Loops is the first email product I've used that isn't painful to use. They've made major strides in making sending business email, dare I say it, fun. They can handle broadcasts, transactional emails and a host of other email needs. I've moved off Sendgrid and Mailchimp and over to Loops for all of my email needs. Pricing is aligned with startups and the team is responsive. It's early days for me with using Loops, and it might not be as full featured as the incumbents, but it does all the necessary stuff really well, and I'm sending more email than before for my business, which is a great sign.
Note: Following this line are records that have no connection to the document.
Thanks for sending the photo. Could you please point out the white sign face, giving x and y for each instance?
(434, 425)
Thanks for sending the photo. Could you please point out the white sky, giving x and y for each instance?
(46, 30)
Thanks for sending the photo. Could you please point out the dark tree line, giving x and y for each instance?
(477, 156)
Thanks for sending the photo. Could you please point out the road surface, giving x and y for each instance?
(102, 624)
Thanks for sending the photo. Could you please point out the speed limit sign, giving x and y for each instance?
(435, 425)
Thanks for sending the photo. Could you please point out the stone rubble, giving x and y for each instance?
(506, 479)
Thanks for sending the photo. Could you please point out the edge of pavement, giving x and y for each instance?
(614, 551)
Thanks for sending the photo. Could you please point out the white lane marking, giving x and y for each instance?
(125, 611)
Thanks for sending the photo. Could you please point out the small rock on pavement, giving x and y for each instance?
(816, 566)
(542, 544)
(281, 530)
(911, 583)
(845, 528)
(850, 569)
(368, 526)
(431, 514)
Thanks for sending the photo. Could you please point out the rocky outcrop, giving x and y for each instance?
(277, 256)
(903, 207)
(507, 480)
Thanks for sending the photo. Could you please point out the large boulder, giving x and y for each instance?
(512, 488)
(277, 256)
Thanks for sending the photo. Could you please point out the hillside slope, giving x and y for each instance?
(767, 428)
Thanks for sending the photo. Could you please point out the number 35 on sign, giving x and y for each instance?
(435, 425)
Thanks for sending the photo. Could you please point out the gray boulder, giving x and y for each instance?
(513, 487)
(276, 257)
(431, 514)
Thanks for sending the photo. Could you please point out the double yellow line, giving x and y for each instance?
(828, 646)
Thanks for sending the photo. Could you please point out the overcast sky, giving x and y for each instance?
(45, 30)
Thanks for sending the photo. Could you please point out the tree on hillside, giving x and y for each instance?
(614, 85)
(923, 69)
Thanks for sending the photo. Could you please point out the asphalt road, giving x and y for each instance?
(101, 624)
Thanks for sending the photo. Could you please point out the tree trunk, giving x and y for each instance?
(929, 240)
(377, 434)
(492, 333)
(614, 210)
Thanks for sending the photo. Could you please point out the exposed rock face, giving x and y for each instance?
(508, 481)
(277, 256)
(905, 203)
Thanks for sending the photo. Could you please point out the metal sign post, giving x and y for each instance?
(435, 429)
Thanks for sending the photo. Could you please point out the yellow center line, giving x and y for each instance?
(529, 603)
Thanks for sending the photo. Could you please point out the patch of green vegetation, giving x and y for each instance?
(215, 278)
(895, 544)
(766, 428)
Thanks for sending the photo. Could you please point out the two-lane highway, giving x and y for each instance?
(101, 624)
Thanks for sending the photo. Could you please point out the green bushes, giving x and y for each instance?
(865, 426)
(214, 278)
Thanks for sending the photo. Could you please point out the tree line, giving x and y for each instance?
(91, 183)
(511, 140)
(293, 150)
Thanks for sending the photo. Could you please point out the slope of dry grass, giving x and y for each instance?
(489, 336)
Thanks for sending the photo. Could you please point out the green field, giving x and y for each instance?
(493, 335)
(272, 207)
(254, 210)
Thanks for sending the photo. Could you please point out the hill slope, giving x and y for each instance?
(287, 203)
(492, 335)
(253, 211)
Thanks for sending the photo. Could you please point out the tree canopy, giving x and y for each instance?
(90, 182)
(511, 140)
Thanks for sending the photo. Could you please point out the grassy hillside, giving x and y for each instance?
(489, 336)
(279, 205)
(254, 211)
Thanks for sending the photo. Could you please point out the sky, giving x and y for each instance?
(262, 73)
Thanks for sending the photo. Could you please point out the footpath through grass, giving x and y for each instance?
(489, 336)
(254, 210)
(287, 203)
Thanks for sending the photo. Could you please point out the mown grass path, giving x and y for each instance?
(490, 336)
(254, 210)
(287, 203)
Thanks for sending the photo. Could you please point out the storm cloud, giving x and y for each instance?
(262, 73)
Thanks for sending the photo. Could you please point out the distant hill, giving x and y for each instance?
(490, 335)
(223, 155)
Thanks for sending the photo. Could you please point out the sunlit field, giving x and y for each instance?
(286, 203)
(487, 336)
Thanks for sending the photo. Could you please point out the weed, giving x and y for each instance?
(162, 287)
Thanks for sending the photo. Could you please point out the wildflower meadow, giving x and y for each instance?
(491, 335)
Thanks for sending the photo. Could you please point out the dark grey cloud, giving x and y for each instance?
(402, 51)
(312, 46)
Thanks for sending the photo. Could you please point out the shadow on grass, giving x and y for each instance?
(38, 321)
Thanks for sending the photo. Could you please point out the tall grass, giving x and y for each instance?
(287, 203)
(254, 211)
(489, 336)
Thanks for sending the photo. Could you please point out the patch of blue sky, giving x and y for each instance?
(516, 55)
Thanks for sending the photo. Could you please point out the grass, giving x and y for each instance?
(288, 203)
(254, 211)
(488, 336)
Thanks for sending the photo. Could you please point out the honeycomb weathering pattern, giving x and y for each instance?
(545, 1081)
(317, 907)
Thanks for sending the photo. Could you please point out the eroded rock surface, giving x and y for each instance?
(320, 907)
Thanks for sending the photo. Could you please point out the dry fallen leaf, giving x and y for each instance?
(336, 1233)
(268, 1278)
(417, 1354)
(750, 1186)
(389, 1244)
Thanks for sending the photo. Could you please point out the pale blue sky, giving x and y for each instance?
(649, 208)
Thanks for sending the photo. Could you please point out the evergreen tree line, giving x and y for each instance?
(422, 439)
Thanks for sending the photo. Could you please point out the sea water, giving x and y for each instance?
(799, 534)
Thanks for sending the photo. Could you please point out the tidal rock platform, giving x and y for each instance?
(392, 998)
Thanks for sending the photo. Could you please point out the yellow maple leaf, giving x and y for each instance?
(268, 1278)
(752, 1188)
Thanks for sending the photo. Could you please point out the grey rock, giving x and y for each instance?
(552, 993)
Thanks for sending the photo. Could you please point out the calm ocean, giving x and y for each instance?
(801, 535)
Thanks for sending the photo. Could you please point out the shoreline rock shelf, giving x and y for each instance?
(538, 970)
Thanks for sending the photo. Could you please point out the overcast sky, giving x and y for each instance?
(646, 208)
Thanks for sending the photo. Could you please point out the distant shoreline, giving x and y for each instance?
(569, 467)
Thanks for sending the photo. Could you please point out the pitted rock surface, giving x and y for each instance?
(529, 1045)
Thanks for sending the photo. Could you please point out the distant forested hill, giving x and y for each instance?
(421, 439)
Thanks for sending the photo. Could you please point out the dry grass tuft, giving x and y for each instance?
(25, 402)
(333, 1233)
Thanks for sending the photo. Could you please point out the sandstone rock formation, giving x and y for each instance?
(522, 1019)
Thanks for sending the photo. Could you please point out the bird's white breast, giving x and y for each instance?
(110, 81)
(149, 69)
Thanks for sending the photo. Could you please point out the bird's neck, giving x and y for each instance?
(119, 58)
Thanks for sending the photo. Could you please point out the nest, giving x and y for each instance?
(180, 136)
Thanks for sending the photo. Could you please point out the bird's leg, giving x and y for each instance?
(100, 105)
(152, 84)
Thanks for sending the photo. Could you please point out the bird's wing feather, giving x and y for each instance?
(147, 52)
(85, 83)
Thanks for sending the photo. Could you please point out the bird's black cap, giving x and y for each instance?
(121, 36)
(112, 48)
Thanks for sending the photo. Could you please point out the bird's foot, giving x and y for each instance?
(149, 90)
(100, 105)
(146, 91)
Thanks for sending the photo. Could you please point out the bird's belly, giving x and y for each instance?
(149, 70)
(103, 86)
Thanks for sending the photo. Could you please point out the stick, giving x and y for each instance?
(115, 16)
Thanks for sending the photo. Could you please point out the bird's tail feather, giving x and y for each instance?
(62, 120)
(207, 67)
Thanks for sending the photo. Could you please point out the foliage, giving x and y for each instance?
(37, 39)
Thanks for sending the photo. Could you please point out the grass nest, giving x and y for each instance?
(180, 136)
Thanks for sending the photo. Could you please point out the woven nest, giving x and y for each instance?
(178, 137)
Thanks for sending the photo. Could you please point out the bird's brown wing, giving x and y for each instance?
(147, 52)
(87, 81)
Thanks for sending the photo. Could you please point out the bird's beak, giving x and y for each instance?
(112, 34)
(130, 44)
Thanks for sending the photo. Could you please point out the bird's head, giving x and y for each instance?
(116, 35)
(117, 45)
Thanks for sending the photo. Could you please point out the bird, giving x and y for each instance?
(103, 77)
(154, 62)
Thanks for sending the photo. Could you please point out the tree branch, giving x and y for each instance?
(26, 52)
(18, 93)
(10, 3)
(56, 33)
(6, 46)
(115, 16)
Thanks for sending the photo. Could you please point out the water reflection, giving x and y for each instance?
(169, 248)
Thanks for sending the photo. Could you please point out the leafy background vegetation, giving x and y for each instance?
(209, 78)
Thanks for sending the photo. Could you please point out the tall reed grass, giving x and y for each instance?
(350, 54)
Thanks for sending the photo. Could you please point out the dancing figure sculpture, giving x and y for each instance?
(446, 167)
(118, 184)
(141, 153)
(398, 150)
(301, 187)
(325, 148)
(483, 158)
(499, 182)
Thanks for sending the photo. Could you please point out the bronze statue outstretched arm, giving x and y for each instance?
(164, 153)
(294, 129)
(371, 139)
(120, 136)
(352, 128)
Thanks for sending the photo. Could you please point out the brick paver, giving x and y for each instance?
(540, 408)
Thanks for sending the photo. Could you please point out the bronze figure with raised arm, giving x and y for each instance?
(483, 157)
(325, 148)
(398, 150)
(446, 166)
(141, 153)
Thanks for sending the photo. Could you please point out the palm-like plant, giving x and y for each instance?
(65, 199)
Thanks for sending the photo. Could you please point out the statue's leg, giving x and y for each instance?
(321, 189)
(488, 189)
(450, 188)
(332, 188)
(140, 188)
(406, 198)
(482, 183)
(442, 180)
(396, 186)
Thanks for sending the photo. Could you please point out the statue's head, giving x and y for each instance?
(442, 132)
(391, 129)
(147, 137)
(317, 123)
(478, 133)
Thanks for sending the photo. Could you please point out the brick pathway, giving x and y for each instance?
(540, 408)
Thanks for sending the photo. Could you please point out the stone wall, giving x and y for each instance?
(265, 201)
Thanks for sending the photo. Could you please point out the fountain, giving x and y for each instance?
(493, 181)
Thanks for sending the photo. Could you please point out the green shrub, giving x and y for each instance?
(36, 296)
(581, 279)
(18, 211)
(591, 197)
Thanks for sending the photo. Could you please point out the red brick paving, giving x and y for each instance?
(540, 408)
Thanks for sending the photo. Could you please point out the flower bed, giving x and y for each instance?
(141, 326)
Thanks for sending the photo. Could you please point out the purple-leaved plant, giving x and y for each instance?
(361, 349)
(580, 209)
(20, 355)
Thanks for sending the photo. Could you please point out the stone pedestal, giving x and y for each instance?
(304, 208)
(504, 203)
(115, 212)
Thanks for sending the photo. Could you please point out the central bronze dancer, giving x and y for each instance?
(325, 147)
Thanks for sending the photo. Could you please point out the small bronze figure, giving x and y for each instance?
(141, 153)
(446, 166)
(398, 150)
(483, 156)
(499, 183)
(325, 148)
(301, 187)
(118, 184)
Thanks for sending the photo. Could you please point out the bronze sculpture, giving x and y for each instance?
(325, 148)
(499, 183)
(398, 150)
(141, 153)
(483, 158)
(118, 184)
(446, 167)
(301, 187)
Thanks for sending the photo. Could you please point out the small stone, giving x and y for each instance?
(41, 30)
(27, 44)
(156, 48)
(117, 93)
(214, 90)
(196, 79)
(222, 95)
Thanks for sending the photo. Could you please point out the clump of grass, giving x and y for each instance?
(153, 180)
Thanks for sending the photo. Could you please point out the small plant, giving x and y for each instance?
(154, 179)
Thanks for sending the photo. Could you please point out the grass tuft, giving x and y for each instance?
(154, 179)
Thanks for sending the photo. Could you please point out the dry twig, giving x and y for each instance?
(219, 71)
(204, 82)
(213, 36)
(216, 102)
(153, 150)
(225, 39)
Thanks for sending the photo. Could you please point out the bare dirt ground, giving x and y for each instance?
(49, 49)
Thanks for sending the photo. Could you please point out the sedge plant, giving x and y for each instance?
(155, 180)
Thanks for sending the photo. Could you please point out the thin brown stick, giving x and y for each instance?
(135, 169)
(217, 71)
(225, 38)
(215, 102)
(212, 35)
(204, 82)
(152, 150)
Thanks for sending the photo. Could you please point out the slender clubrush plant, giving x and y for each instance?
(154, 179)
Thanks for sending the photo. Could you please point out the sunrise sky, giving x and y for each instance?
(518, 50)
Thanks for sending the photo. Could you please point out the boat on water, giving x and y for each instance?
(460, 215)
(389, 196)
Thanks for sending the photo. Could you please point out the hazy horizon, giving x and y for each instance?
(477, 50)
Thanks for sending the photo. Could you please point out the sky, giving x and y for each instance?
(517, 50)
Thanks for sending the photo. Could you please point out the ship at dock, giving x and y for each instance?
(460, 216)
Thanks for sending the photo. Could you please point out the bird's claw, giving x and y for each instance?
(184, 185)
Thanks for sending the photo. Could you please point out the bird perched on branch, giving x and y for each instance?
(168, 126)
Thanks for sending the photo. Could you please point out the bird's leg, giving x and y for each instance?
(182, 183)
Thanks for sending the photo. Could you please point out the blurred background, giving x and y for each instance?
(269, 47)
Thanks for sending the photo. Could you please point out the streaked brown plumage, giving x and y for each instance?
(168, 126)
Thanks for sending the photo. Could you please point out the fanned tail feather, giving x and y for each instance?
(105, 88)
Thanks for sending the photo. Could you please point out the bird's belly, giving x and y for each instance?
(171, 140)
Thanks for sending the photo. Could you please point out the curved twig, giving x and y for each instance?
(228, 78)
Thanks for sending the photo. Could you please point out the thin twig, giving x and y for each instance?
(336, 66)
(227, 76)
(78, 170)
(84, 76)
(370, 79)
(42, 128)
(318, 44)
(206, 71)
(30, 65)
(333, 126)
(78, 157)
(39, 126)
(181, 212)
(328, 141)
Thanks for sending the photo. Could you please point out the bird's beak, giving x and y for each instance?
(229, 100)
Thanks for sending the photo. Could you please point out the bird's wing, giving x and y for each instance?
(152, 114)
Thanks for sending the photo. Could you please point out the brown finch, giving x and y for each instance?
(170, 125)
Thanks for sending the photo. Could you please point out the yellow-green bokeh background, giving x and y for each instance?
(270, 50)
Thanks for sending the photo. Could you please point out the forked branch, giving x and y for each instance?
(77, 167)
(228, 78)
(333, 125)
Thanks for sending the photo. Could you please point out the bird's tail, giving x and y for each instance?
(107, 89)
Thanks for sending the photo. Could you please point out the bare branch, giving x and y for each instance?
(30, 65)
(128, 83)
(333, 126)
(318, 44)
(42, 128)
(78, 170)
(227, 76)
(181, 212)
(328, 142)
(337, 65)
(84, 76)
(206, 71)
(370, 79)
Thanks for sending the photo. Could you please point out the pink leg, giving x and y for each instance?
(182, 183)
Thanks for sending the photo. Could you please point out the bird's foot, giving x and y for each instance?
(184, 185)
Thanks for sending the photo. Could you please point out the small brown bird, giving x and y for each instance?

OpenAI's GPT products have been incredible for building no code AI text-based products. It integrates deeply with Zapier, the pricing is great and working with the tool is simple, powerful and fun - everything I like! On the image side, I've been having a blast with Leap AI, which similarly integrates with Zapier and makes creating text-to-image apps as a no coder, not only possible, but extremely powerful. You can train your own custom models programmatically, do sketch to image refinement and more.